Treats the directed graph as undirected for modularity computation. resolution controls community granularity (1.0 = standard modularity). Returns groups of node IDs, one group per community.

Source

pub fn betweenness_centrality(&self) -> HashMap<String, f64>

Compute betweenness centrality for all nodes using Brandes’ algorithm.

For graphs with more than 1000 nodes, samples sqrt(n) source nodes for approximate computation.

Returns a map from node ID to betweenness centrality score (normalized by 1/((n-1)(n-2)) for directed graphs).

Source

pub fn topological_layers(&self) -> Vec<Vec<String>>

Compute topological layers using Kahn’s algorithm.

Returns layers where all nodes in layer i have no dependencies on nodes in layer i or later.
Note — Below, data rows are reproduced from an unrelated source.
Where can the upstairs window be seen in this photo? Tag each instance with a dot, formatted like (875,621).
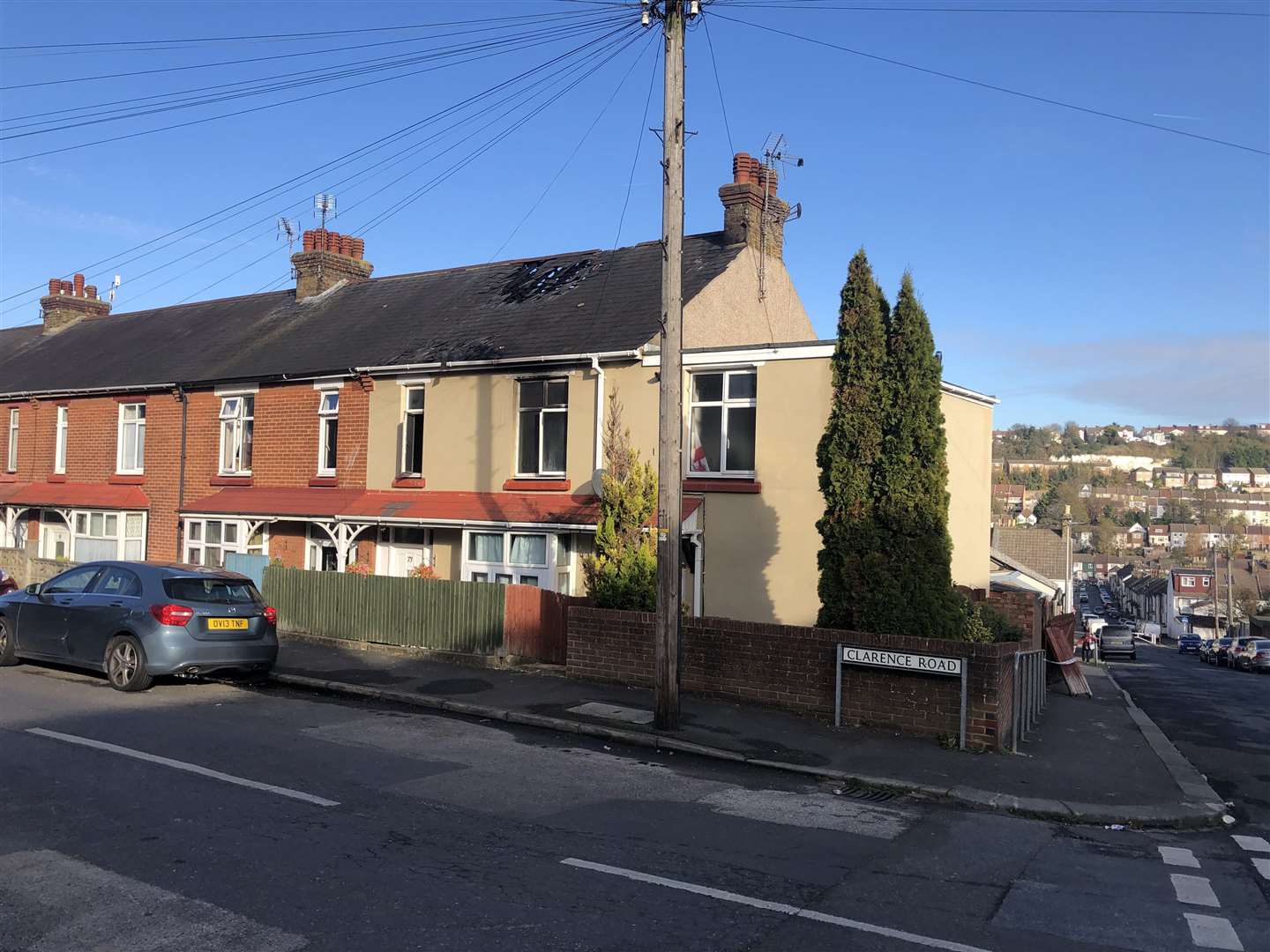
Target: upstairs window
(544,427)
(328,433)
(60,442)
(238,421)
(11,462)
(724,405)
(412,433)
(131,438)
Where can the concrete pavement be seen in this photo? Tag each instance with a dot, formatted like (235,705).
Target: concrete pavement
(450,833)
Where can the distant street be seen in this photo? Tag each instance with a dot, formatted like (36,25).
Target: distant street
(1217,718)
(206,816)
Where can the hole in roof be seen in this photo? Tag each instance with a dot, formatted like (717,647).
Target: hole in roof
(540,279)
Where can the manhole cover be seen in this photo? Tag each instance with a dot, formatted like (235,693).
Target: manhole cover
(870,793)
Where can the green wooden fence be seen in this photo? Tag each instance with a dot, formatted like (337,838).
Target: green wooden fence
(444,616)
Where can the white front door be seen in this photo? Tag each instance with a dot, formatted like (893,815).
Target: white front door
(55,541)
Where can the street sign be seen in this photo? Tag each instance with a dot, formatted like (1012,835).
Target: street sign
(897,661)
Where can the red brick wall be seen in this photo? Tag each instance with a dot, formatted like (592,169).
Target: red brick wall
(285,450)
(793,668)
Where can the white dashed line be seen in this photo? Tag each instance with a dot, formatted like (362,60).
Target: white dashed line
(1177,856)
(1213,932)
(1195,890)
(782,908)
(1254,844)
(182,766)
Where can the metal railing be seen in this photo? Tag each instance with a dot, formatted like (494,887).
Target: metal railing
(1029,693)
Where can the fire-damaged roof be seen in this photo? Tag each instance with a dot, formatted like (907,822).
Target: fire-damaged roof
(566,303)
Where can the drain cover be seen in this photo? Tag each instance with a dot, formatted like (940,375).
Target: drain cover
(870,793)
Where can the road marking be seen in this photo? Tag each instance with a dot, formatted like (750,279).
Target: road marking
(1177,856)
(1195,890)
(1254,844)
(782,908)
(1213,932)
(183,766)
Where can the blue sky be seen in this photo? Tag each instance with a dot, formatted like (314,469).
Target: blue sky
(1077,267)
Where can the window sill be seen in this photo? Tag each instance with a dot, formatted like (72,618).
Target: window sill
(698,484)
(534,485)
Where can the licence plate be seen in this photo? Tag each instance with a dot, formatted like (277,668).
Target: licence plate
(227,623)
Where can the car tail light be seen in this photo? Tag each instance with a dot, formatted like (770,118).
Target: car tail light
(178,616)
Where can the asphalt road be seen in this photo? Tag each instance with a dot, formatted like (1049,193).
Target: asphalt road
(207,816)
(1218,718)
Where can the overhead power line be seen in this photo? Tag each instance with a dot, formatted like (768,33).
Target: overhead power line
(992,86)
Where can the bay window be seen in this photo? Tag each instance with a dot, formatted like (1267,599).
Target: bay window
(207,541)
(238,421)
(131,439)
(60,441)
(723,412)
(412,433)
(544,424)
(108,534)
(513,557)
(328,433)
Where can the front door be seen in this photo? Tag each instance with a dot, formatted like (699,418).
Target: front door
(55,541)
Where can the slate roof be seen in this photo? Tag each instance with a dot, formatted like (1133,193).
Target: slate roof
(565,303)
(1041,550)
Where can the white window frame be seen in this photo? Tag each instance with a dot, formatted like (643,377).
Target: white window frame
(404,467)
(14,426)
(542,472)
(328,412)
(725,405)
(195,539)
(138,424)
(60,441)
(234,427)
(84,517)
(505,573)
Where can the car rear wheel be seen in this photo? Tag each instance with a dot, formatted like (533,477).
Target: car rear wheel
(126,664)
(8,646)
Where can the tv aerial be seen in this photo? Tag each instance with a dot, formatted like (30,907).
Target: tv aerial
(288,228)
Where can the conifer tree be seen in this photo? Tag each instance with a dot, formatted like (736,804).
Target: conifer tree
(848,453)
(623,571)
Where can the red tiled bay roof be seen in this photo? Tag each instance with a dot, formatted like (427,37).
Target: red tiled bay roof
(80,495)
(422,505)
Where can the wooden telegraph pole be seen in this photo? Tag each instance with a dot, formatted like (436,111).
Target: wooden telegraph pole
(669,475)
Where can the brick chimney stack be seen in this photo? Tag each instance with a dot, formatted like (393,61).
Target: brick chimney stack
(742,198)
(328,259)
(69,302)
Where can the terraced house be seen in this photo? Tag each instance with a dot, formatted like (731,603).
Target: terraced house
(447,418)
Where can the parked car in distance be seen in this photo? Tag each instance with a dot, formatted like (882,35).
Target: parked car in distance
(1189,643)
(1254,657)
(1218,651)
(1117,640)
(136,621)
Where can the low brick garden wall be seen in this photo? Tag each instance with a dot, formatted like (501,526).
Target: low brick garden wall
(791,668)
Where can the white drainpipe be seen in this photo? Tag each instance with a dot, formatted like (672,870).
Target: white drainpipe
(600,413)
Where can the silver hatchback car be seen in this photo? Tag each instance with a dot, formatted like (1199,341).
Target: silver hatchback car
(138,621)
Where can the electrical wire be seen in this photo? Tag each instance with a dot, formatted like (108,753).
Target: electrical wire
(240,112)
(565,165)
(347,158)
(996,88)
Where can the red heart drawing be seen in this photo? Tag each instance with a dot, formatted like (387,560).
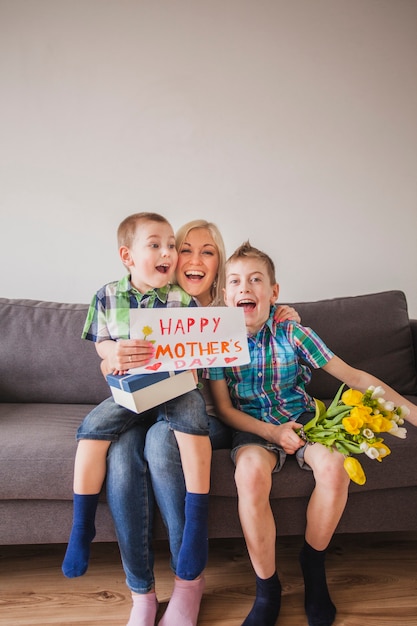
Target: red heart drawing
(153,367)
For cyclic graphs, SCCs are condensed into single super-nodes first, then the resulting DAG is topologically sorted.

Each inner Vec contains the node IDs at that layer.

Source

pub fn subgraph_top_n( &self, n: usize, namespace: Option<&str>, kinds: Option<&[NodeKind]>, ) -> (Vec<GraphNode>, Vec<Edge>)

Return top-N nodes by centrality and edges between them. Optionally filter by namespace and/or node kinds.

Source

pub fn louvain_with_assignment(&self, resolution: f64) -> HashMap<String, usize>

Return node-to-community-ID mapping for Louvain.

Source§

impl GraphEngine

Source

pub fn new() -> Self

Create a new empty graph.

Source

pub fn from_storage(storage: &dyn StorageBackend) -> Result<Self, CodememError>

Load graph from storage.

Source

pub fn node_count(&self) -> usize

Get the number of nodes.

Source

pub fn edge_count(&self) -> usize

Get the number of edges.

Source

pub fn expand( &self, start_ids: &[String], max_hops: usize, ) -> Result<Vec<GraphNode>, CodememError>

Multi-hop expansion: given a set of node IDs, expand N hops to find related nodes.

Source

pub fn neighbors(&self, node_id: &str) -> Result<Vec<GraphNode>, CodememError>

Get neighbors of a node (1-hop).

Source

pub fn connected_components(&self) -> Vec<Vec<String>>

Return groups of connected node IDs.

Treats the directed graph as undirected: two nodes are in the same component if there is a path between them in either direction. Each inner Vec<String> is one connected component.

Source

pub fn compute_centrality(&mut self)

Compute degree centrality for every node and update their centrality field.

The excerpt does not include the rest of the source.